As with the original, Strike Vector EX is multiplayer-centric, and includes such modes as “Deathmatch,” “Team Deathmatch,” and a “Domination” variant where you have to protect a large bomber while taking out your enemy’s ship.
Strike Vector EX also boast fifteen different arenas, and allows you to customize your Vector with numerous weapons and defensive systems, as well as different body parts that can be painted a wide variety of colors. Not only can you chose between seven main weapons — including a Gatling gun, homing missiles, and a shotgun — and can add modifiers to improve their range, strength, and other qualities, but you also have options when it comes to secondary systems, which can be either offensive or defensive. For instance, you can go with a Tesla coil, which causes electrical damage to any nearby ship, or you can opt for an EMP, which will temporarily stun nearby ships, but won’t cause any damage. Finally, there are also some passive options for your Vector, for those who’d like to add additional armor and so on.
All of these options (save for the aesthetic ones) are available from the beginning to players in the online modes, which supports up to sixteen players, as well as in the “Skirmish” mode, a training area where you can play all of the online modes against bots.
But while Strike Vector EX was built as an online game, the most interesting addition is one for people like me who don’t play well with others: a story-driven campaign. Granted, this mode is largely like playing multiplayer against bots, but unlike the “Skirmish” option, it has a progression and a narrative. In it, you go on fifteen different missions — one for each battle arena — during which you’ll take on a squad of enemies both on your own (“Deathmatch”) and with a squadron (“Team Deathmatch”), and will, you guessed it, have to take out an enemy bomber while protecting your own heavy ship.

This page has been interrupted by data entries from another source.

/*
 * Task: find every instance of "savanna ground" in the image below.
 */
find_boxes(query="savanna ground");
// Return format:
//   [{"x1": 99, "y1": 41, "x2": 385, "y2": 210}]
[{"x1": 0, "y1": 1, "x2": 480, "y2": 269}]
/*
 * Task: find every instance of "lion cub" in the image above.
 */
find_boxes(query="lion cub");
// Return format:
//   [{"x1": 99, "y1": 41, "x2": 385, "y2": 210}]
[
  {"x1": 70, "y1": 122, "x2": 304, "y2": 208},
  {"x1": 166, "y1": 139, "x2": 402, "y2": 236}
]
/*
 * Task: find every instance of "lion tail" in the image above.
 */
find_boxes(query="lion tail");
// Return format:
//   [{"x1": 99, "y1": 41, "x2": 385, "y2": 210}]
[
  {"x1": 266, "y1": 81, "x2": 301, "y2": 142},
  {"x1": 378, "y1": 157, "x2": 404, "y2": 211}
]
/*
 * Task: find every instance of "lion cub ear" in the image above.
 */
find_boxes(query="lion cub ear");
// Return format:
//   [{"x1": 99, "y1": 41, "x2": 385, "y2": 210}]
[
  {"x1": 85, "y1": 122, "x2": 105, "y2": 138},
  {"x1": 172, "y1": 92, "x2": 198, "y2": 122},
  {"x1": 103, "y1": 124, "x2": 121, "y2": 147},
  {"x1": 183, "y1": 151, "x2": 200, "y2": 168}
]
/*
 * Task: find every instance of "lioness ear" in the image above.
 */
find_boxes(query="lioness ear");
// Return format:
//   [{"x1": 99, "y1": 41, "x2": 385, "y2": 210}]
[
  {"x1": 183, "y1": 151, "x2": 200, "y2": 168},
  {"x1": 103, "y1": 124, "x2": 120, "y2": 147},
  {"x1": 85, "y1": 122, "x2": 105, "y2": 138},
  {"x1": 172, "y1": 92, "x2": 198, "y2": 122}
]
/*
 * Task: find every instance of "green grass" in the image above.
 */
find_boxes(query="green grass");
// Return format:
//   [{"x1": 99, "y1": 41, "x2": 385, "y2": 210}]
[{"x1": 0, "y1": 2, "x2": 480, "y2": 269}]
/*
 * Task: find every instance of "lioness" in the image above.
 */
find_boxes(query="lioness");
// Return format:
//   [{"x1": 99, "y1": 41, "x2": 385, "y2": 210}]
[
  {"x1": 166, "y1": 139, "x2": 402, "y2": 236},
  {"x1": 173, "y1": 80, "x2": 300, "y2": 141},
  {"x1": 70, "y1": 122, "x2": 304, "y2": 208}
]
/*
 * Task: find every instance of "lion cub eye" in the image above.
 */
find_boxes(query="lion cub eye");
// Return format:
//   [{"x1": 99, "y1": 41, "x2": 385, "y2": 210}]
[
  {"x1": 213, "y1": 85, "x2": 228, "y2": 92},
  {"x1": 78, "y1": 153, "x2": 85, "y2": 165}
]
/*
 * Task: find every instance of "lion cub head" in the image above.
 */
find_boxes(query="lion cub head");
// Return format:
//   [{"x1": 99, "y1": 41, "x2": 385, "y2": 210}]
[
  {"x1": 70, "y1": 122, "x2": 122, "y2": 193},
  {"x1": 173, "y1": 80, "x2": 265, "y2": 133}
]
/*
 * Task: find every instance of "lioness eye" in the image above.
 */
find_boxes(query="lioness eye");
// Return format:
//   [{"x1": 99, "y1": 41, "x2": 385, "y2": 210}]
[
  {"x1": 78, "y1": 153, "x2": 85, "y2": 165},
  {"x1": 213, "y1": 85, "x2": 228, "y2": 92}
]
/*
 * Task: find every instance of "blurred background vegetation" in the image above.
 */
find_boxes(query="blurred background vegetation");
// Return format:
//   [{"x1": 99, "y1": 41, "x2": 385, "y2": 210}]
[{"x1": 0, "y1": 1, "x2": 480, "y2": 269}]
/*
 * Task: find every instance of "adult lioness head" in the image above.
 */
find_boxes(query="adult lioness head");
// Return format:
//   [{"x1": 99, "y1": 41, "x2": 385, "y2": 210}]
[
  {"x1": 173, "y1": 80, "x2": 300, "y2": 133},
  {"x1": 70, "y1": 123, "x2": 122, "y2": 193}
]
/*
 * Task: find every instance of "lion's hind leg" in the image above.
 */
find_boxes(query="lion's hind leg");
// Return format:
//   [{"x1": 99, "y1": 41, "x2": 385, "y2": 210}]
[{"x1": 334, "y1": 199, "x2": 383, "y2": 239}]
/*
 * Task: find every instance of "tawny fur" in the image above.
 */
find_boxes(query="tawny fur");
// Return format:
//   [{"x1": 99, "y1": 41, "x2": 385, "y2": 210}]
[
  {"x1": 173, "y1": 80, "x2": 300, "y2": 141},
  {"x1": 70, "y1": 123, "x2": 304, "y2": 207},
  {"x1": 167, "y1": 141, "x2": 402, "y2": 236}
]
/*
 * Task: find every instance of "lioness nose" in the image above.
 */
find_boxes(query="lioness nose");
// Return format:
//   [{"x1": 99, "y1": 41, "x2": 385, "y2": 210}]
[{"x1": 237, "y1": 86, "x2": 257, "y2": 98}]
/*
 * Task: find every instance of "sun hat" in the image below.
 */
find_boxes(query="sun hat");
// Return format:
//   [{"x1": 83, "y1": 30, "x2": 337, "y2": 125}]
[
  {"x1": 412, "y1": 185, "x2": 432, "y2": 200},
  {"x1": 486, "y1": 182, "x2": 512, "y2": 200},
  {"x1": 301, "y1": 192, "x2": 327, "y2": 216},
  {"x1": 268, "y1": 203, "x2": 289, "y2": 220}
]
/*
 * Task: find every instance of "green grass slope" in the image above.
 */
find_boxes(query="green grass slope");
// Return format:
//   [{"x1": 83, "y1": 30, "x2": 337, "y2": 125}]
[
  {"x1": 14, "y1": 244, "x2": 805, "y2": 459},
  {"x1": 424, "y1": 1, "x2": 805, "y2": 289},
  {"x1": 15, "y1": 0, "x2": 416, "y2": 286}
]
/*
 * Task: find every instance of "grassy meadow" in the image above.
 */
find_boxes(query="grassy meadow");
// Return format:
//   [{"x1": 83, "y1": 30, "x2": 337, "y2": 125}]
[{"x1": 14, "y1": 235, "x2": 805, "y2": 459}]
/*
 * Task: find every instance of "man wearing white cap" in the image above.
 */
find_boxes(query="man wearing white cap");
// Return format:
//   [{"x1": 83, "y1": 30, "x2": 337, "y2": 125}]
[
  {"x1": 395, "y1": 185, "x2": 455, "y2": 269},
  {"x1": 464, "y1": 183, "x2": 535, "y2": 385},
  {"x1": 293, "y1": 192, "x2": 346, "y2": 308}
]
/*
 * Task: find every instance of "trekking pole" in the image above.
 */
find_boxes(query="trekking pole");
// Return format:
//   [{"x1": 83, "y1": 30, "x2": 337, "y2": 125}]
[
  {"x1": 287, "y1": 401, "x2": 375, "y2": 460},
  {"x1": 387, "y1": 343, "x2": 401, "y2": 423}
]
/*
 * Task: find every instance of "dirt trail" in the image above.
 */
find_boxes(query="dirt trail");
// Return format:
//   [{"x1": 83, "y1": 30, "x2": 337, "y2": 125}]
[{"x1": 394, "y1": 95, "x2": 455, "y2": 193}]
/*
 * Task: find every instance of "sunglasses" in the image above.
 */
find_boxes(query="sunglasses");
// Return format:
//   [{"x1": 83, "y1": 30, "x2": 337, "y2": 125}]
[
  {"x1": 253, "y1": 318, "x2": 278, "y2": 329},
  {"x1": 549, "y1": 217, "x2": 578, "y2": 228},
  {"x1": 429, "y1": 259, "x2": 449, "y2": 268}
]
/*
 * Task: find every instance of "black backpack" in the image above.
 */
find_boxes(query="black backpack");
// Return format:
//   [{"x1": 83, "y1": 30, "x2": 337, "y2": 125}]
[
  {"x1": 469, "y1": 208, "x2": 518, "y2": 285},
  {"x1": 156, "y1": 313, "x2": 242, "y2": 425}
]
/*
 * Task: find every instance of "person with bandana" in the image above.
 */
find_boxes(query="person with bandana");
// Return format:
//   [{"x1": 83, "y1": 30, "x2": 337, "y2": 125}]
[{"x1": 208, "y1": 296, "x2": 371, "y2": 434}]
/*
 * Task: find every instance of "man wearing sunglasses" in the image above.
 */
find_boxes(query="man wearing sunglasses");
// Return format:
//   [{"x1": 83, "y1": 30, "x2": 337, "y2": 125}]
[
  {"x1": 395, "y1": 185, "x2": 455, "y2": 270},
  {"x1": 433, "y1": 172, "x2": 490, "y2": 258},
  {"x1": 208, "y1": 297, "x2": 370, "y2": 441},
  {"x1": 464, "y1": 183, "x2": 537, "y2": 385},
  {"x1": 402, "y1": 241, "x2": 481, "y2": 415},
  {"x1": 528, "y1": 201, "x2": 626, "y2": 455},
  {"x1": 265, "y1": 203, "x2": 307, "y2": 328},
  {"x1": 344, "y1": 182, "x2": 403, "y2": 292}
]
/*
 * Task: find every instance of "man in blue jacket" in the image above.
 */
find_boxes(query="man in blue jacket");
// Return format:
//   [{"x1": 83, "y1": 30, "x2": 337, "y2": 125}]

Though there will be missions in Strike Vector EX that are not just multiplayer modes with bots. Though I didn’t get to see it, Paul and Pierre-Etienne say there will be one mission where you’re tasked with attacking a massive ship. You’ll also, unlike the multiplayer and “Skirmish” modes, unlock new weapons and other perks as you progress through the story.
As excited as I may be to play Strike Vector EX this way, though, even my brief time playing the game revealed a couple of slightly sour notes. First, while there are missions where you’ll engage in boss fights, those bosses are just regular Vectors that are heavily armored and have special abilities; they’re not gigantic Vectors or multiple ships that connect to form Voltron.
There are little touches in the campaign that make this seem a little, well, game-y. Mostly how points pop up when you destroy an enemy Vector, and how there are power-ups floating around that can restore your health or quicken the cool down of your special weapons.
That said, these are minor issues, ones that could be fixed when Paul, Pierre-Etienne, and the rest of their Ragequit Corporation cohorts make Strike Vector EX II: Electric Shock Boogaloo. As for how well the game will do without them, well, we’ll see when the game is released on Xbox One and PlayStation 4 later this year.